Considérer Alexander Hoyle. Alors qu'il se mettait en quarantaine pendant deux semaines après un voyage en Azerbaïdjan, le planteur et jardinier londonien s'est efforcé de trouver des maisons pour ses plantes. Alors que la nouvelle du coronavirus devenait plus sombre, il a eu la prévoyance de dire aux fournisseurs de ne pas aller de l'avant avec les livraisons prévues. De plus, à l'aube de restrictions plus strictes au Royaume-Uni, il a trouvé de l'espace dans trois pépinières différentes pour les plantes qui ne pouvaient pas être installées. «Nous collaborons tous et nous prenons soin les uns des autres», déclare Hoyle de la communauté du jardinage. «Au cours des dernières semaines, nous avons pris toutes les dispositions que nous pouvions avant d'arriver au verrouillage, en nous assurant de planter autant que nous le pouvions et en activant les systèmes d'irrigation.

Craignant que les plantes ne puissent pas être installées en raison de commandes de verrouillage au Royaume-Uni, Alexander Hoyle leur a trouvé de l'espace dans trois pépinières différentes.

Photo: Alexander Hoyle

A Paris, paysagiste Louis Benech s'occupe à la maison en dressant des plans et en examinant les photos des jardins en cours de travaux des clients.
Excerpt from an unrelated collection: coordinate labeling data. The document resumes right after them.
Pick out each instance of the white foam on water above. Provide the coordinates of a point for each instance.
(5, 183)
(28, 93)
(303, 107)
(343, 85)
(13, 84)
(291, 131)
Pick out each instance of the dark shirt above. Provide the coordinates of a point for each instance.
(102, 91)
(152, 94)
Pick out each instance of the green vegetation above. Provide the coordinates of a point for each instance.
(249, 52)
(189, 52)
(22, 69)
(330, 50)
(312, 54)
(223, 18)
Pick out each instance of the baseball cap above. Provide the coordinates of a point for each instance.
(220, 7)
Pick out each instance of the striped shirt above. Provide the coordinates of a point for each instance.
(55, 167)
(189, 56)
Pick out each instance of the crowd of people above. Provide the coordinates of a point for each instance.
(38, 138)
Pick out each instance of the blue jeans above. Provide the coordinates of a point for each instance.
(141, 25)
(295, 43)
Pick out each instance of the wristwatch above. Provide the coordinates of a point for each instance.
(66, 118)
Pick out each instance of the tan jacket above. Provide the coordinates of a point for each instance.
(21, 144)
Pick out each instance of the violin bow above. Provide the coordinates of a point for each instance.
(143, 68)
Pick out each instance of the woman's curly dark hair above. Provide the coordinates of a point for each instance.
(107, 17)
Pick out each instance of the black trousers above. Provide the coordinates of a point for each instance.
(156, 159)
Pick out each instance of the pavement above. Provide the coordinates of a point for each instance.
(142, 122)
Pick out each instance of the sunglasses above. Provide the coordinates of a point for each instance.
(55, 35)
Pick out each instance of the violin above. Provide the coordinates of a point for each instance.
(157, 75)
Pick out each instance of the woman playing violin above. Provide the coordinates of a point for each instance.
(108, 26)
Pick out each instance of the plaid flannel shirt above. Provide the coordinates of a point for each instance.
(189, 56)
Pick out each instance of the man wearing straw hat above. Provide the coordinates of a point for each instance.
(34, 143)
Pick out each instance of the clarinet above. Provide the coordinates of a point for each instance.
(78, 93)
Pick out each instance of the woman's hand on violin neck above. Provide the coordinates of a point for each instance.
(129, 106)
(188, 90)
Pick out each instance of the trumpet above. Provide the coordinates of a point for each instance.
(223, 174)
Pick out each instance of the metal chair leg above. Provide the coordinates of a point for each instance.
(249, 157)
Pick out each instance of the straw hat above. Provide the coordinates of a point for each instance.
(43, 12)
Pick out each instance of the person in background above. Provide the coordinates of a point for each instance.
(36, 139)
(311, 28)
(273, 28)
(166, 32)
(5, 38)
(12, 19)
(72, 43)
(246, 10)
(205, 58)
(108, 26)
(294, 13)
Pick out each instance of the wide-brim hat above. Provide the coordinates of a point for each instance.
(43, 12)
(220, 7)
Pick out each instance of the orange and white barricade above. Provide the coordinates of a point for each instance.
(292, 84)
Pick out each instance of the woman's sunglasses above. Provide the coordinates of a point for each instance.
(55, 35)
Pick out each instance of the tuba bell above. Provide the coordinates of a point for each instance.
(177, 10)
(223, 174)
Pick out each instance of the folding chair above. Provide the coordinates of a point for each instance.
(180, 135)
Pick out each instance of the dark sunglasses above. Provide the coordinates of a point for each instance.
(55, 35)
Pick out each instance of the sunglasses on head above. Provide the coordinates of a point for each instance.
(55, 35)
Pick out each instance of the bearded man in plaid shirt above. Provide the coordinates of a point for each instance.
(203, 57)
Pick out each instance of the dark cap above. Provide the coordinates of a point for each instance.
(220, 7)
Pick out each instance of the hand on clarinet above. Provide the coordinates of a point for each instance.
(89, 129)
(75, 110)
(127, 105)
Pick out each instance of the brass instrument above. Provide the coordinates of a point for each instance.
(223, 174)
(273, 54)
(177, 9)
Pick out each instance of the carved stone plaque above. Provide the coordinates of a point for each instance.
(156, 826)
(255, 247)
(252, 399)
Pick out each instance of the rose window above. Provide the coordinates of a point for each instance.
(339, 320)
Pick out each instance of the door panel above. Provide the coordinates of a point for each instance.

Bien qu’il ne préside pas le processus d’installation, il est très perturbé par le fait qu’il ne peut plus attendre l’arrivée d’une livraison d’usine imminente sur place. «Je suis toujours là personnellement pour vérifier que les plantes sont bonnes, car malheureusement ce n'est pas toujours le cas», dit-il.

Bien que ce ne soit pas idéal, certains stocks peuvent être sauvés en étant replantés dans la propre cour d'un designer ou dans le jardin d'un ami si nécessaire, ajoute Benech. «Je pense que la situation est bien plus gênante pour les producteurs d'annuelles, car toutes leurs récoltes vont être jetées», dit-il.

Kathryn Herman, directrice de son entreprise de conception de paysage éponyme à New Canaan, dans le Connecticut, a vu des projets en Floride et dans les Caraïbes tomber depuis l'épidémie. Cependant, étant donné que l'aménagement paysager est considéré comme une activité essentielle dans son état, elle est en mesure de recevoir matières végétales et progresse avec des travaux sur des sites accessibles en voiture, comme Maryland.

«Nous sommes toujours en train d'installer sur des sites et les choses se poursuivent aussi normalement que possible pendant que nous nous éloignons physiquement», explique Herman. "Ce qui est bien avec la conception de paysages, c'est que c'est à l'extérieur, où il est plus facile d'être séparé des gens."

De tels points lumineux soutiennent ces concepteurs, qui savent qu'une fois la crise passée, le grand public peut mettre davantage l'accent sur les grands espaces et ses propres jardins. «Les êtres humains ont besoin de jardins pour leur santé», dit Benech. Herman convient que ce point devient encore plus évident à mesure que les jours de refuge à la maison continuent de se dérouler. «Cela pousse les gens à regarder à la fois vers l'intérieur et vers leur environnement physique», dit-elle. «Ils vont examiner de plus près les espaces verts et ce qu'ils peuvent faire pour les améliorer, car les maisons vont devenir des lieux de sécurité et de sûreté.»

Déjà, il y a un regain d'intérêt pour le jardinage. Hoyle, qui travaille actuellement sur son propre jardin pour la première fois, a dû instruire des clients qui n’avaient jamais eu à s’occuper d’un jardin. Les gens lui demandent également, via Instagram, quels types de graines, facilement disponibles par courrier, ils devraient planter. Il y a un sens du but et de l'attention dans le jardinage, et les gens qui s'y tournent pendant cette catastrophe offrent «des miettes de réconfort», ajoute Harris.

Si les paysagistes doivent peut-être faire face à de nouveaux obstacles, beaucoup sont convaincus que leur travail se poursuivra. Comme l'affirme Hoyle, "La nature ne s'arrête pas."